The Wood Between the Worlds

It’s Saturday, March 9, our last full day here on Koh Chang. Phil is off on his motorbike again, exploring, and I’m reading, listening to audiobooks, and working on some writing. And thinking about our time here.

C. S. Lewis’s book The Magician’s Nephew contains the description of a green, quiet wood where nothing much happens and where a sweet, mild drowsiness overcomes visitors to that magical place. There are many small pools amid the trees, each one a portal to a different world. But when one is in the Wood Between the Worlds, one forgets about the existence of the other places, and only feels drowsy and peaceful. 

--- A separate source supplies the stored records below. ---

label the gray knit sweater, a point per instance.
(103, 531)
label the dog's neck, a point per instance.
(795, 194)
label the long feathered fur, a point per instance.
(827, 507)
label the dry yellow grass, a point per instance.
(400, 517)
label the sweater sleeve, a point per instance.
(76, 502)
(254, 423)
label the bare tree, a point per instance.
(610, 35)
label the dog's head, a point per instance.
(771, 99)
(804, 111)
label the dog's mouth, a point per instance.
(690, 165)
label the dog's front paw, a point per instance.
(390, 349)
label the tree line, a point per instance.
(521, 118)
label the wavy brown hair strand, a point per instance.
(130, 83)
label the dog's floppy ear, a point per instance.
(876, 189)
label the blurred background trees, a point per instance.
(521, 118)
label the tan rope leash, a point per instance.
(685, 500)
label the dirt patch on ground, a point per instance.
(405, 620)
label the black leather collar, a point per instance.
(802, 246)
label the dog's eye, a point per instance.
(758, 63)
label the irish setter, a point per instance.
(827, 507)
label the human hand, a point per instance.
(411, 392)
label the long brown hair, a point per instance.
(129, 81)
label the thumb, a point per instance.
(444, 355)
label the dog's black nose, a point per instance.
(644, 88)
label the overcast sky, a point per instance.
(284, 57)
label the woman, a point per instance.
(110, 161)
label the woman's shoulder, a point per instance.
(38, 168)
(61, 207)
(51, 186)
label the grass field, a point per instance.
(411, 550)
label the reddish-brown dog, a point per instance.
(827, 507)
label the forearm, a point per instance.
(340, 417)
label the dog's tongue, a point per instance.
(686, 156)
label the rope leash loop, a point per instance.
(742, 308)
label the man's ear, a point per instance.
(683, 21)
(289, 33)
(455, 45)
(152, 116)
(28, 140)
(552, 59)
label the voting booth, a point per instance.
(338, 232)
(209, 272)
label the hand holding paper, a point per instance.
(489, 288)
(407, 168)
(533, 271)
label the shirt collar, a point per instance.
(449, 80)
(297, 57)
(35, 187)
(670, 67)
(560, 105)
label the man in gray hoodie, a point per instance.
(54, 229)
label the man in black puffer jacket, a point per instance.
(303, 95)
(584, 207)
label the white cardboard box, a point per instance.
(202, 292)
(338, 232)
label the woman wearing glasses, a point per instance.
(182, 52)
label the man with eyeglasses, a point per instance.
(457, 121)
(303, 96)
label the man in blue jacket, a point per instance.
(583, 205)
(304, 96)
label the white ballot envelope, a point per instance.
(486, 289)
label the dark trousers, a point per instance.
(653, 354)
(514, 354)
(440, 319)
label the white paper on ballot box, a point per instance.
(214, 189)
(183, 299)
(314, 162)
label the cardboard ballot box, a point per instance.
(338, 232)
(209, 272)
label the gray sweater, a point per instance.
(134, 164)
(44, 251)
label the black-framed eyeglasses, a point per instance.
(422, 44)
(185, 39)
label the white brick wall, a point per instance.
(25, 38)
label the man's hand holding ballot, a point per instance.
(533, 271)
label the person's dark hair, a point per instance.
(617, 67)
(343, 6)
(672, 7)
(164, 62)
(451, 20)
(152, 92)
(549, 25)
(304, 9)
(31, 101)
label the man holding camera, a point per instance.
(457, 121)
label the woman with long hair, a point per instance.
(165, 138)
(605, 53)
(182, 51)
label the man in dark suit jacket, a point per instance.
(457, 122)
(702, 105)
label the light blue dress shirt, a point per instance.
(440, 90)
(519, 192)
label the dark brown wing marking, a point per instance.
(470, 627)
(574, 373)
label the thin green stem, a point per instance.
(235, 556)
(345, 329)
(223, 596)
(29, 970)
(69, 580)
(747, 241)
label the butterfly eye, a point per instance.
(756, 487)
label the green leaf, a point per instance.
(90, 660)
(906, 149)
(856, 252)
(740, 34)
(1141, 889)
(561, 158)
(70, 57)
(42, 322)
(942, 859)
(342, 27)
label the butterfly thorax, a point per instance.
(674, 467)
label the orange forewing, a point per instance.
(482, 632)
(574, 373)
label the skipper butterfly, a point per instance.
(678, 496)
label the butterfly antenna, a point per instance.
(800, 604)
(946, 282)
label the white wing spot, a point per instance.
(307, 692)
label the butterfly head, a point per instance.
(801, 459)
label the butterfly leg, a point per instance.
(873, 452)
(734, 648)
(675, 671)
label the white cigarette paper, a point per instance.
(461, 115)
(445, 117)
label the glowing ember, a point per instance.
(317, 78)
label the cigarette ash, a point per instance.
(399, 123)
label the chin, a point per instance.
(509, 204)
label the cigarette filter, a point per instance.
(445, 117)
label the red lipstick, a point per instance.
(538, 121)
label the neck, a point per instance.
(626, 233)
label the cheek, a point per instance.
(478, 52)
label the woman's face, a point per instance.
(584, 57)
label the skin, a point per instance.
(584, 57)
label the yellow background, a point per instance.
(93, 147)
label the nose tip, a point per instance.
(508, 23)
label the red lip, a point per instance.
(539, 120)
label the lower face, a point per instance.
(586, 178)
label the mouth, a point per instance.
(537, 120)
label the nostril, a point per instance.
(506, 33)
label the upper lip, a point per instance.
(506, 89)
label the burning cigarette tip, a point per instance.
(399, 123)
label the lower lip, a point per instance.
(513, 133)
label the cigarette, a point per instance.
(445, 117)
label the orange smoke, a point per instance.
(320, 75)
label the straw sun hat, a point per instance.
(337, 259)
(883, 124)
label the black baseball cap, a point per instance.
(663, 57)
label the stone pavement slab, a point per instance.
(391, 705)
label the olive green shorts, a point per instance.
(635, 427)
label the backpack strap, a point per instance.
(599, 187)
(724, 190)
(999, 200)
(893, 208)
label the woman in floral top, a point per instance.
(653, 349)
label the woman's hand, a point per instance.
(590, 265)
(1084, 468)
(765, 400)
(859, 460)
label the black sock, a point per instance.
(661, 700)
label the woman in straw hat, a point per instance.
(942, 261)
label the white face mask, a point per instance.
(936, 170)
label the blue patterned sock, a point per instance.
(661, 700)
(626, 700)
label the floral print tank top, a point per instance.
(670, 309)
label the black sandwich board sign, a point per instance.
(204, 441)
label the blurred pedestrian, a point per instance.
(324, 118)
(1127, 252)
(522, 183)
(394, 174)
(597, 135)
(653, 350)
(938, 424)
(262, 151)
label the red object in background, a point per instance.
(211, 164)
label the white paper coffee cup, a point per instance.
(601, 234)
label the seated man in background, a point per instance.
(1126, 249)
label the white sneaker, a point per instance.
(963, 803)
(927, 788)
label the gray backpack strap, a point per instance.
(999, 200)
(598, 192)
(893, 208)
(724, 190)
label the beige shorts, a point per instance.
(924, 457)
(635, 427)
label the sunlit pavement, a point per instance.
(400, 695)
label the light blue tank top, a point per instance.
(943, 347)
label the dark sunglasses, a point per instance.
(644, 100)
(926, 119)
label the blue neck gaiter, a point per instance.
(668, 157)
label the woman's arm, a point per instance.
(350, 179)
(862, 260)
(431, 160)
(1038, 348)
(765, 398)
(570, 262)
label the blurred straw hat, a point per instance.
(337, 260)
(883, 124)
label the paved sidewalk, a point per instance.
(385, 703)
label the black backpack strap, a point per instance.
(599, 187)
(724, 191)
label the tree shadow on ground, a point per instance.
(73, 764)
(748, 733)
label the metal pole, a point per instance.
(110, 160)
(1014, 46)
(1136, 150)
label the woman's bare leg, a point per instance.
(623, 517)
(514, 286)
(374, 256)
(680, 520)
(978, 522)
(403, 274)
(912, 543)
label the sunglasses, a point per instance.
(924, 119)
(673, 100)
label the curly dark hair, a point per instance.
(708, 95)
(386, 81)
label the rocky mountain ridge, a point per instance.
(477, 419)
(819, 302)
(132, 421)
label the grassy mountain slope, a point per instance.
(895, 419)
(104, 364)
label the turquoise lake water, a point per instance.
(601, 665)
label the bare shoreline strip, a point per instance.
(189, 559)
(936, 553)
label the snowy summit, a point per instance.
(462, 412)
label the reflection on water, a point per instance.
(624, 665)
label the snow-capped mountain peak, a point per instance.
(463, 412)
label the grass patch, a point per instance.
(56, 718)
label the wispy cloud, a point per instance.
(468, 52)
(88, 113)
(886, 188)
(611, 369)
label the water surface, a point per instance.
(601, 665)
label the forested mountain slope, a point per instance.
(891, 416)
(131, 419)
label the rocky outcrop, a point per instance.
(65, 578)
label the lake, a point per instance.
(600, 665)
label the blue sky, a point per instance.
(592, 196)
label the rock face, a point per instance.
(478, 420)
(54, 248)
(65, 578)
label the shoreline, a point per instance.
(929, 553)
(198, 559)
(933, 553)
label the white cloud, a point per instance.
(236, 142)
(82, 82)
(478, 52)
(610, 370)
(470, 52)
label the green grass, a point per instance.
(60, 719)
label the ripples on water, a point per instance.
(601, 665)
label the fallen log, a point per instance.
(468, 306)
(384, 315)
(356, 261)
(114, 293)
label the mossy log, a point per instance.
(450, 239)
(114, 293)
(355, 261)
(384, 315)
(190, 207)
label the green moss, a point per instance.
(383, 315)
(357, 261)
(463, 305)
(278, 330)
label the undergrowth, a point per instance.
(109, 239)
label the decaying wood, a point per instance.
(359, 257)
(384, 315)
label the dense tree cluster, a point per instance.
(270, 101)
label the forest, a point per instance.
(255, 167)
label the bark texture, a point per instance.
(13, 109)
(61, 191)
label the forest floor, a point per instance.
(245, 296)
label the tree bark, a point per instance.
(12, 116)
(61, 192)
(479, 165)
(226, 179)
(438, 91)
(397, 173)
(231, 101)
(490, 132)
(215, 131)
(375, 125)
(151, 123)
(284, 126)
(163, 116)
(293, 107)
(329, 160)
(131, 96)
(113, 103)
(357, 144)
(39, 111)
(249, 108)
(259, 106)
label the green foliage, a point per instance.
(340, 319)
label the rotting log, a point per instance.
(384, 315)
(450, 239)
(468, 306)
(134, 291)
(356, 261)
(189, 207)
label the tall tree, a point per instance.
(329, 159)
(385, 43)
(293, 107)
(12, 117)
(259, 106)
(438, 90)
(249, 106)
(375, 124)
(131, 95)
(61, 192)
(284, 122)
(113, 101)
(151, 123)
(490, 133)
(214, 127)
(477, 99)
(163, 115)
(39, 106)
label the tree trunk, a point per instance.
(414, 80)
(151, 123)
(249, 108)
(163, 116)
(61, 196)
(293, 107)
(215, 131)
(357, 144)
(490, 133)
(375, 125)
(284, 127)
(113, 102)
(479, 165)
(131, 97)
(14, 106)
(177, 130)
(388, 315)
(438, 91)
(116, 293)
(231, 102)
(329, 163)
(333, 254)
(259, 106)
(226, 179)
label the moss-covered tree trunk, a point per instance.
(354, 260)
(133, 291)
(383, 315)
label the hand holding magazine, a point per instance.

That’s kind of how spending these eight days on Koh Chang has felt. We are between hot, noisy, and polluted Bangkok; and chilly Minneapolis in the last barren days of winter. We’re in a bit of a magical place—tropical warmth, soft breezes off the Gulf of Thailand, gentle rain showers, the ocean waves moving rhythmically to the shore, hypnotizing and anesthetizing. Nothing much happens here, except meals, sleep, and strolling. Memories of the worlds we’ve left and are returning to are growing faint, misty, unreal.

But that timeless feeling will soon stop.

Tomorrow (Sunday) we will pack our backpacks and jump back into one of those magical pools that will take us back to Bangkok Airport. We will spend the night in a nearby hotel, in a room so small we won’t be able to fit our luggage in. We’ll get up early, head to the airport, and fly six hours to Seoul, South Korea, and then thirteen hours to Minneapolis, arriving earlier in the day than we had left it in Seoul.

Yesterday, as Phil and I were eating dinner at one of the oceanside restaurants, he remarked, “Can you believe we’re really here?” He swept his arm out toward the ocean, with the sun riding red in the clouds and the beach stretching to the lapping waves. 



I said, “Right now, at this moment, we’re living in a memory.” Humans are the only creatures, I think, with a sense of time passing, and the awareness that the present will shortly become something that we remember. When we are back in the world of the Midwest, we will look at this picture and remember the feeling of being there—the soft air on our faces, the moist warmth of the late afternoon, the sound of small wave moving up and pulling back. 

But now we are still living in this memory, this Wood Between the Worlds. One more day.